I used to deploy a little exercise where I printed on a work sheet a sentence that was fairly complex. Then under that sentence would be the same sentence with the task assigned to label the subjects and verbs, all the prepositional phrases, whether they were adjective (you can’t move them) or adverb (you CAN move them), the participles (same rules as prep phrases), the gerunds, the subordinate clauses.

Then under that sentence would be the same sentence with all the prep phrases or all the participles etc. knocked out -- just an underlined space. Their job was to fill the space with new versions.

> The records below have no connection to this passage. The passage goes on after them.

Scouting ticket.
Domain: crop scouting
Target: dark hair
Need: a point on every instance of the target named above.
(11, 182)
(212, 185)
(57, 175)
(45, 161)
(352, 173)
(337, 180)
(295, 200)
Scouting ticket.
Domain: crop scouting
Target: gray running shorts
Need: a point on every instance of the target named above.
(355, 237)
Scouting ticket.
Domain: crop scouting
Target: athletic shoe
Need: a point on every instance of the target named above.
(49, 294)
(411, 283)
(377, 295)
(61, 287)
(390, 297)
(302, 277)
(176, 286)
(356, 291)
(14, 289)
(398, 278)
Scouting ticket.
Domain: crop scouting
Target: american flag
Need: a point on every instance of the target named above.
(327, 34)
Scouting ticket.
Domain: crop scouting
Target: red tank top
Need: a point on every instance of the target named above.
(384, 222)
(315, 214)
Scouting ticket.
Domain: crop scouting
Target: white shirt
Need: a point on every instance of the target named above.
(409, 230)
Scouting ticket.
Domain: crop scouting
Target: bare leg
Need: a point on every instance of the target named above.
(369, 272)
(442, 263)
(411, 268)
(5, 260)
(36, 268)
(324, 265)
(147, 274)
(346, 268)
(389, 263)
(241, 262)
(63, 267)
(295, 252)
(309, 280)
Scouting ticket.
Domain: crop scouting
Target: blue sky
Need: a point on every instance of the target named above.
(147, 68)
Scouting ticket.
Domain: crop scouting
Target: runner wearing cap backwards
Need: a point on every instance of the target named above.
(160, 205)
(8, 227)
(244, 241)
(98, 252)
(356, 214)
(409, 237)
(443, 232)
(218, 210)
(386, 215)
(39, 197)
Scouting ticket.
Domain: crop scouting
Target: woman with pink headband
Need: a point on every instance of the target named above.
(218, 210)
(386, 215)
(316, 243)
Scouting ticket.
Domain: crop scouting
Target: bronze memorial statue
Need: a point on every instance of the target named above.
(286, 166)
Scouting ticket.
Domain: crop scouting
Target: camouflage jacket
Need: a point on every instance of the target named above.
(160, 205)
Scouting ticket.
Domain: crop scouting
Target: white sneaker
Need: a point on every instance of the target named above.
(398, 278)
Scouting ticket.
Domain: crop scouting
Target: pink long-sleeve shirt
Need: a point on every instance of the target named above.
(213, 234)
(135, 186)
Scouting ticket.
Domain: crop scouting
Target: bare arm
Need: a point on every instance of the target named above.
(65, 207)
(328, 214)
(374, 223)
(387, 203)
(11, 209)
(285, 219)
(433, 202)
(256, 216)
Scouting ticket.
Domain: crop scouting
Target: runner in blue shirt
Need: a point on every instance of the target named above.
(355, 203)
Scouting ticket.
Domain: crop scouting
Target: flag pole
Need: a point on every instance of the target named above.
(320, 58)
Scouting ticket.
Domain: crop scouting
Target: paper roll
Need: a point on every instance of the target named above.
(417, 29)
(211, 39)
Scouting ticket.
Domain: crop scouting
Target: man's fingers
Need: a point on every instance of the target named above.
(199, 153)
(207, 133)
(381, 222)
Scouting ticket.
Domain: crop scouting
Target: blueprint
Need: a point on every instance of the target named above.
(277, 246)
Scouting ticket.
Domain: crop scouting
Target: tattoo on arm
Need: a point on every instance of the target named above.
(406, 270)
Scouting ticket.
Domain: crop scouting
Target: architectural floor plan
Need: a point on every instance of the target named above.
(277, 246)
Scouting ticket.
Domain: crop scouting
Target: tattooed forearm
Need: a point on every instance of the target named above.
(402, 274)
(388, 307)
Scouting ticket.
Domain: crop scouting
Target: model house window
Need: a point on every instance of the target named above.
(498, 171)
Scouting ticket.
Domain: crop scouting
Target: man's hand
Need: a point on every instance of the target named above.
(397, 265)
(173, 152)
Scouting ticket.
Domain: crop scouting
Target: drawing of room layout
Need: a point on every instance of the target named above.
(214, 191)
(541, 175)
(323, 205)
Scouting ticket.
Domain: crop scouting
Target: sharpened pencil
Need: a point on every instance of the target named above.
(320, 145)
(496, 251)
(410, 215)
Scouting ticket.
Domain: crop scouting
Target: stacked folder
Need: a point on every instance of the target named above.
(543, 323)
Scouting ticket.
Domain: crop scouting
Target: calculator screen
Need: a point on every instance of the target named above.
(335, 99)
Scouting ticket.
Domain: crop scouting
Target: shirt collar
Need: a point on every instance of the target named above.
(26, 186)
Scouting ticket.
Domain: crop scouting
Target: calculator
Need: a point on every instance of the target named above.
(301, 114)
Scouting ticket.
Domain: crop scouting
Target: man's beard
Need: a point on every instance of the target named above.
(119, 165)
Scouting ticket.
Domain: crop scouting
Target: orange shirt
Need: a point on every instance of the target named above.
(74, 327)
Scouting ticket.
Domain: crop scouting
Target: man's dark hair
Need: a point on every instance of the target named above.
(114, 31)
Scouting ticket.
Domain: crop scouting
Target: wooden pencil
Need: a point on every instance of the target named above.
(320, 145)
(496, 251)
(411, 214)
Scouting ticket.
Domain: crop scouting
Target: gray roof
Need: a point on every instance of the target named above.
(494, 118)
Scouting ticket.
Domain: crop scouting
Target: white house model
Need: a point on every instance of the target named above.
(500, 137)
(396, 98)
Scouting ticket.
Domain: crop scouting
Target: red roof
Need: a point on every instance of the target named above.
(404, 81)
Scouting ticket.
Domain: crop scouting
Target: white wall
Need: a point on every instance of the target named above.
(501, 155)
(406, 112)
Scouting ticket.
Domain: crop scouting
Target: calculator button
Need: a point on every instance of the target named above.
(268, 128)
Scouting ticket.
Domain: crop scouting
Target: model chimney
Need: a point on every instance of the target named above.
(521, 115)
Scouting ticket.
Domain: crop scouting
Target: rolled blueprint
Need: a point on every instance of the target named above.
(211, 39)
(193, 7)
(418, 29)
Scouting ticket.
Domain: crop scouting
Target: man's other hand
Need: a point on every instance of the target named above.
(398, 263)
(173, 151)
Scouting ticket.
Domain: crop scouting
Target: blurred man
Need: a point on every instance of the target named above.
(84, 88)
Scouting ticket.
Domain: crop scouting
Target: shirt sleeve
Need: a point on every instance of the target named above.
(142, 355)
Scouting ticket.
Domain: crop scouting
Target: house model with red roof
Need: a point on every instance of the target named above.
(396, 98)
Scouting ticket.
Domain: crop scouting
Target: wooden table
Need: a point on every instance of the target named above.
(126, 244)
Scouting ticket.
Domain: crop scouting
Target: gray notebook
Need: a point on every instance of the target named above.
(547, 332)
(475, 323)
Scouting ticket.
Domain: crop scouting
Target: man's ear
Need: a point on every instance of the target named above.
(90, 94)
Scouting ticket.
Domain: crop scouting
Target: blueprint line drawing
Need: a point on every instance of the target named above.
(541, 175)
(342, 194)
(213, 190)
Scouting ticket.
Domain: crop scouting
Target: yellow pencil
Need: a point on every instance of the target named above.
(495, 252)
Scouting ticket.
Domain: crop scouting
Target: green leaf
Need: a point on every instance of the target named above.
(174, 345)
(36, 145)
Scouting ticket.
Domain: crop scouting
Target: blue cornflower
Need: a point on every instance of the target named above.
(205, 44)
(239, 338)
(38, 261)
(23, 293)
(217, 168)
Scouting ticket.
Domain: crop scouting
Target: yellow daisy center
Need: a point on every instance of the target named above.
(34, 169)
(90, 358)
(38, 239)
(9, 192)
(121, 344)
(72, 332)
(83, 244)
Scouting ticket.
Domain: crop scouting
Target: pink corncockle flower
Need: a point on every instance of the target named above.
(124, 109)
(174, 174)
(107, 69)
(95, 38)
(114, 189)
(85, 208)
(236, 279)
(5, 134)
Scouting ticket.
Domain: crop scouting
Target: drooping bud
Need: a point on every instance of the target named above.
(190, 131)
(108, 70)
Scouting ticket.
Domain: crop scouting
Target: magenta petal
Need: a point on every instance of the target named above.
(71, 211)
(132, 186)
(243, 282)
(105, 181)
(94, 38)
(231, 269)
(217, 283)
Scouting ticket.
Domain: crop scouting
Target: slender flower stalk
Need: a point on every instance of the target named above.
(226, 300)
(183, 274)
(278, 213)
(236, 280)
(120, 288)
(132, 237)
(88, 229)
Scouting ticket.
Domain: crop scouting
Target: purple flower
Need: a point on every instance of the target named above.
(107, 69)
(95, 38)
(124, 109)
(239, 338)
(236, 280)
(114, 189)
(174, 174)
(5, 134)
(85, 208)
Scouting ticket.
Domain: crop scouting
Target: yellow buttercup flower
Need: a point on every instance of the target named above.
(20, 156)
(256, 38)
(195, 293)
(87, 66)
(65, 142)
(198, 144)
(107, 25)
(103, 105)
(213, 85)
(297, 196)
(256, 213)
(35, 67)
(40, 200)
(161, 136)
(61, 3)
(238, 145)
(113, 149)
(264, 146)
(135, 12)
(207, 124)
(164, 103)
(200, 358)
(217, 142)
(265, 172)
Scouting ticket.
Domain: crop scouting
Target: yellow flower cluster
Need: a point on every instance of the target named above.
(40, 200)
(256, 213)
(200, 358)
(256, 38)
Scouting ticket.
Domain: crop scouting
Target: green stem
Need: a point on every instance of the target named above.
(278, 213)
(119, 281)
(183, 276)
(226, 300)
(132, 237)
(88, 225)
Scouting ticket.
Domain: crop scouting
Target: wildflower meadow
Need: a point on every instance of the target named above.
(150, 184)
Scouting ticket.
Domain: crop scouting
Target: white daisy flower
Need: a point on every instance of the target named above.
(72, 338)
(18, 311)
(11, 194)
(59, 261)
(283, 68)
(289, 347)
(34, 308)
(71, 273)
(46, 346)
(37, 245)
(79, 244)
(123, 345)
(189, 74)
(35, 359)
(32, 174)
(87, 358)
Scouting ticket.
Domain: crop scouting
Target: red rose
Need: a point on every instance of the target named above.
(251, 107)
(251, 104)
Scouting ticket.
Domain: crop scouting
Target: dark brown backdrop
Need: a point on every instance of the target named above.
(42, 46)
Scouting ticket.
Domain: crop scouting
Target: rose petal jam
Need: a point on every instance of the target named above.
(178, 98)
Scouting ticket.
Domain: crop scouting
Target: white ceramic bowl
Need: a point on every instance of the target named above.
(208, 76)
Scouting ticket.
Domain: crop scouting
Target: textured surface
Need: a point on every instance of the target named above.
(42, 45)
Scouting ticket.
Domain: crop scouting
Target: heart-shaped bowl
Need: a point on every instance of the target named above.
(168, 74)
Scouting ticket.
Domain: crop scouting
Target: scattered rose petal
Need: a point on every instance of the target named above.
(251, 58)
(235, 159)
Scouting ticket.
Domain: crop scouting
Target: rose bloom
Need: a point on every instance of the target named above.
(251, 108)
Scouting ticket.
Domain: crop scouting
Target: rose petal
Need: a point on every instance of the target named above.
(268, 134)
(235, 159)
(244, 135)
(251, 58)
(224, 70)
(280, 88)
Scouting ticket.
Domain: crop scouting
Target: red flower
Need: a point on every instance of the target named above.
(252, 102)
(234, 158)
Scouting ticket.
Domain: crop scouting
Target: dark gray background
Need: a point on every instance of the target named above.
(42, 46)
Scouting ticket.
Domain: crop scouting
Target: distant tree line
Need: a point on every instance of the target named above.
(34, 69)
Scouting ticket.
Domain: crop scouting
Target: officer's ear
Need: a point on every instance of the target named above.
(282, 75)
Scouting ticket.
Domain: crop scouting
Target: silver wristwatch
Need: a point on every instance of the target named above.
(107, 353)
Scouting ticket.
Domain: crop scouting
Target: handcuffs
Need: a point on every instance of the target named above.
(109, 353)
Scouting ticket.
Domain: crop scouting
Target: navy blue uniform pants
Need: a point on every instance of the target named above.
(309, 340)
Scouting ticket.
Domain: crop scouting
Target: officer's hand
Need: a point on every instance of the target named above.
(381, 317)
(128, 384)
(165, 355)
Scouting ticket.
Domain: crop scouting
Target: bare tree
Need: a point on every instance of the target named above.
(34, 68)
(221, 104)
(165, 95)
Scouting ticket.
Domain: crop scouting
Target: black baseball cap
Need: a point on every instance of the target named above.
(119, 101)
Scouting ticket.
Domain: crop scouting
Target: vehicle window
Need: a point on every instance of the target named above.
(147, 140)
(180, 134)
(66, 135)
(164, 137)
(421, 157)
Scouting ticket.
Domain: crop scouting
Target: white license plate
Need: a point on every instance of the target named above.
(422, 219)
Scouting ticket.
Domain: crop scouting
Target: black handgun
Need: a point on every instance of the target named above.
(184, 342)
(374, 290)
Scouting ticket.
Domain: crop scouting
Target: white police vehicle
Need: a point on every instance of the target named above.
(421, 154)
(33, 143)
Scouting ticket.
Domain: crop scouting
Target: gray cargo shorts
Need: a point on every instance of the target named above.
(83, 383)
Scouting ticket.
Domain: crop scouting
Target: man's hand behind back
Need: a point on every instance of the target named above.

So it ended up with the three part worksheet problem looking something like this:

A: On June 26, 1975, in the late morning, two FBI agents drove onto Indian land near Oglala, South Dakota, a small village on the Pine Ridge Reservation. -- Peter Matthiessen, “In the Spirit of Crazy Horse.

B. (Prep phrase telling when - adv) (prep phrase telling when - adv) adj adj subj verb (prep phrase telling where - adv) (prep phrase telling where - adv) appositive (prep phrase telling where, but used to describe “village.”

C. “On June 23, 2010, during a thunderous afternoon, my lone self wrote in the back bedroom of my house in Valier, a town near the Blackfeet Reservation.
It would be against the rules to add a direct object telling “what” I wrote because Matthiessen didn’t use a direct object. But I wouldn’t have to follow the original so closely. Here’s another version:
In the early century, during the homesteader era, a married couple settled in a foothills coulee near the Rocky Mountains in Montana, a good place for raising livestock.

By the time you have the whole class’s versions, it begins to get through what a grammar template is. Then you can talk about “when and where phrases” to begin a book (as this sentence begins “In the Spirit of Crazy Horse”) and how significant timing and location can be when telling a story. The converging crosshair forces that caused a tragic standoff were produced exactly by the when and where they happened. They give a mental picture that anchors the reader as well as hinting about what might happen.

Nothing happened in my back bedroom this afternoon. Sigh. In the early morning, after some strong coffee, my expectant self will drive to the south by eighty miles to Great Falls, my closest shopping town on the prairie. Anything might happen.